One CHP example reported by Cornell University in Ithaca, NY, is a combined heat and power project as a renewal and upgrade at its central heating plant, the heart of its international award-winning campus district heating system. It will add new, state-of-the-art equipment that produces electricity and heat together with significantly less energy than making them separately. It will complement the existing highly efficient campus cogeneration and hydroelectric facilities, and the lower total energy input will result in associated reductions in environmental emissions on campus and within New York. The CHP project will add two gas turbine generators, totaling a nominal 30,000 kilowatts of electrical output, with heat-recovery steam generators at the current central heating plant. Exhaust heat leaving the gas turbines will then provide the heat energy to produce steam for campus needs.

Case histories of successful CHP projects show that many hurdles must be overcome if new plans upset the business strategy of utility companies that focus only upon central power plants. Leaving the grid turns out to be anathema to many utility companies, and they may defend their balance sheets in court. But, that old paradigm may no longer be actionable as new forms of utility companies may be needed. A model for the new utility company could be Ever-Green Energy in St. Paul, MN, which set up District Energy St. Paul, a CHP energy system for that city. The company stipulates on its website as follows: District Energy St. Paul uses wood chips (biomass), natural gas, oil, or clean-burning coal to fuel its district heating and cooling systems. With the 2003 start-up of an adjacent wood-waste-fired combined heat and power plant managed by Ever-Green Energy, District Energy has reduced its reliance on coal and oil by 70 percent. Using a renewable fuel source produces significant environmental benefits and helps the community solve a local wood-waste disposal problem. District Energy St. Paul currently provides heating service to more than 185 buildings and 300 single-family homes, representing over 31.1 million square feet of building space, or 80 percent of St. Paul's central business district and adjacent areas. District Cooling St. Paul, a District Energy affiliate, currently provides air-conditioning service to more than 95 downtown St. Paul buildings, representing 18.8 million square feet. These buildings don’t need their own boilers or furnaces, hot water heaters, chillers, or air-conditioners; the District Energy system does that work for them. District Energy St. Paul customers benefit from reduced costs and the knowledge that they’re using an environmentally sustainable source of green energy to heat and cool their buildings.

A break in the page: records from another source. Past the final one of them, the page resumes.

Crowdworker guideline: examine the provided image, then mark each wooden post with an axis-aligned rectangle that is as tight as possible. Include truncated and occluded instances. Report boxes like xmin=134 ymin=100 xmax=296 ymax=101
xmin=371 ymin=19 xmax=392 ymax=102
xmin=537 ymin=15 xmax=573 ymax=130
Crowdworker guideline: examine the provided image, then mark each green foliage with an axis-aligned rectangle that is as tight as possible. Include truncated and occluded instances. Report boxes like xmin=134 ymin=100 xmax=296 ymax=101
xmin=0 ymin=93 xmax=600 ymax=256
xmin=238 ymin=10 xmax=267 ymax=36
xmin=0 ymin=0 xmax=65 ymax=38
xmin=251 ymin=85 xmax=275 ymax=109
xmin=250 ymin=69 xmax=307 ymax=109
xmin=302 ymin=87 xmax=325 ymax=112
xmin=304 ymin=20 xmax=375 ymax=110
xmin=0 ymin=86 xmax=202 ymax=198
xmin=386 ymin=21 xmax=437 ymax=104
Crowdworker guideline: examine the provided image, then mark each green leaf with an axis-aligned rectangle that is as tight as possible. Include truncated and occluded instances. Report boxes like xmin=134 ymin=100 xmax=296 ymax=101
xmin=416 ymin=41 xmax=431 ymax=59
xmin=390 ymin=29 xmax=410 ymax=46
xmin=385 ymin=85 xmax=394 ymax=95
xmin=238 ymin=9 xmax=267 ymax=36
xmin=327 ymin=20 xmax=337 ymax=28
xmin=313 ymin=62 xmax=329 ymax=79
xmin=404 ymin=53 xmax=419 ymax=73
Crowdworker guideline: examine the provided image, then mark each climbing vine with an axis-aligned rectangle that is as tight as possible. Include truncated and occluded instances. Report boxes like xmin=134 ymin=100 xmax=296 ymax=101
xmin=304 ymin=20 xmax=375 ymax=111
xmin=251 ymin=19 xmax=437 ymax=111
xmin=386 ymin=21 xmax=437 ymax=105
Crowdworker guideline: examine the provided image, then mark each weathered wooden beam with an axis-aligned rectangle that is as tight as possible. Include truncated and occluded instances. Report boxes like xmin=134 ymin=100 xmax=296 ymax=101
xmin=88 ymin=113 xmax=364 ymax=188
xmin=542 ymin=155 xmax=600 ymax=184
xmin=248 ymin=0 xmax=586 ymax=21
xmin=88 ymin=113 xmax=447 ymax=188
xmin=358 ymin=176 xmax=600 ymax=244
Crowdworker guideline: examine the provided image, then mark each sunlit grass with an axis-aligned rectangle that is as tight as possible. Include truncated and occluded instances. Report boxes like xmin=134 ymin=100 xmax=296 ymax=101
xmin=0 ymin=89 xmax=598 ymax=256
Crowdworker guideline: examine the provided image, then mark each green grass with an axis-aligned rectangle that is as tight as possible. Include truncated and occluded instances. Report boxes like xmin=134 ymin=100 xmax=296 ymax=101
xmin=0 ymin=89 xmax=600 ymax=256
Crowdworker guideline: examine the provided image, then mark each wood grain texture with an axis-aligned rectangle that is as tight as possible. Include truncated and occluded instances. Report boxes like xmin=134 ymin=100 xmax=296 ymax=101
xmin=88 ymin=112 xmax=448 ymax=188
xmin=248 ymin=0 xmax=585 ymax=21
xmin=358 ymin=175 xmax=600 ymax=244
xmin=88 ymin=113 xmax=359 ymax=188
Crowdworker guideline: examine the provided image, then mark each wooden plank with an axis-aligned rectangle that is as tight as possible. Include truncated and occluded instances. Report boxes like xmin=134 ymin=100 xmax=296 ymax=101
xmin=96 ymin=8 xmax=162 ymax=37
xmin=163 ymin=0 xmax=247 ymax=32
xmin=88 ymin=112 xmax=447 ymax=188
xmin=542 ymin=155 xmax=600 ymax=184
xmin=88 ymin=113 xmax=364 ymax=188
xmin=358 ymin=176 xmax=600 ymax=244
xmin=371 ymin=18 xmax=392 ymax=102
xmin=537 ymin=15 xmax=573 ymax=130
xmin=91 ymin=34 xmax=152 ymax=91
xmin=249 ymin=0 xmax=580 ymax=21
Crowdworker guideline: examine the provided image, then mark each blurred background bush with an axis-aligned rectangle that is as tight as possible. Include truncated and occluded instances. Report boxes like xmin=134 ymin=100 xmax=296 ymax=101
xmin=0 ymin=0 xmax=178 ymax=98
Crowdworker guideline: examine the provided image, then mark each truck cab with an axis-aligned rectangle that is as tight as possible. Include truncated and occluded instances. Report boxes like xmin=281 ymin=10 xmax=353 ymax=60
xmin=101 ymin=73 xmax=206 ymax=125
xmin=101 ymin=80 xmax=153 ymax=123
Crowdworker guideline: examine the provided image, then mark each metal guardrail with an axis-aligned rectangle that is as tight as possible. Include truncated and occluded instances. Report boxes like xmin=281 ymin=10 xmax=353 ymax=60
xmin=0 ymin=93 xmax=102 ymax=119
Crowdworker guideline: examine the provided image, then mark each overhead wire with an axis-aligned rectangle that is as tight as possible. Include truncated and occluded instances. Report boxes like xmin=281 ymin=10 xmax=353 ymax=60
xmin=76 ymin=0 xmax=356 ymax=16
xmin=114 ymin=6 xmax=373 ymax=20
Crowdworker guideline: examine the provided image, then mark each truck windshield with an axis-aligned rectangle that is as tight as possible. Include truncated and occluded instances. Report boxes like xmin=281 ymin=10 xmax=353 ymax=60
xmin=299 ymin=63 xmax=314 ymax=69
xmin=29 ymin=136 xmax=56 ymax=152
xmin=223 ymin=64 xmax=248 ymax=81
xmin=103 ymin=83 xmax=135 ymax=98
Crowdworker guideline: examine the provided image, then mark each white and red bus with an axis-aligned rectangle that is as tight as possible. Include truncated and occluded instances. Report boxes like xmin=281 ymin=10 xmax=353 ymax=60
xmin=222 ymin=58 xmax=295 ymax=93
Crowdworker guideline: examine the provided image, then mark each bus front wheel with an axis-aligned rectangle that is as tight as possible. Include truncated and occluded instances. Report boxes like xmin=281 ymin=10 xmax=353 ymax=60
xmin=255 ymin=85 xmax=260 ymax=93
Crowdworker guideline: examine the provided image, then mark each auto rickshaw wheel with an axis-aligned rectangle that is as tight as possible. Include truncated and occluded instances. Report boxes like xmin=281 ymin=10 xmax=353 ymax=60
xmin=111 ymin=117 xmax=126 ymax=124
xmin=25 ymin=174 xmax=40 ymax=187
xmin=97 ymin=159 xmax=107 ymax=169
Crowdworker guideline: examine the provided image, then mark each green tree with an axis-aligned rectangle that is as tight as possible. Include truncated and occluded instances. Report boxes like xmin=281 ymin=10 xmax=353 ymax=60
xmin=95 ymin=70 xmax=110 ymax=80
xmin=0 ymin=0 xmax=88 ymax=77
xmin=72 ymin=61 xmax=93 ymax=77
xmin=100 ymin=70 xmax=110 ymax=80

Charles Darwin taught us that life forms must continually adapt to changes or die out. Energy policy poses just such a challenge to the human race that may be ignored at our peril. We’re racing into the future of energy, and time is running out for business as usual. Scientists estimate that 99 percent of all species now are extinct, but new ones are discovered regularly. If established institutions cannot adapt, then new institutions must be formed to capitalize on the changes. There is a Chinese proverb: If we don't change our course, we'll end up where we're headed.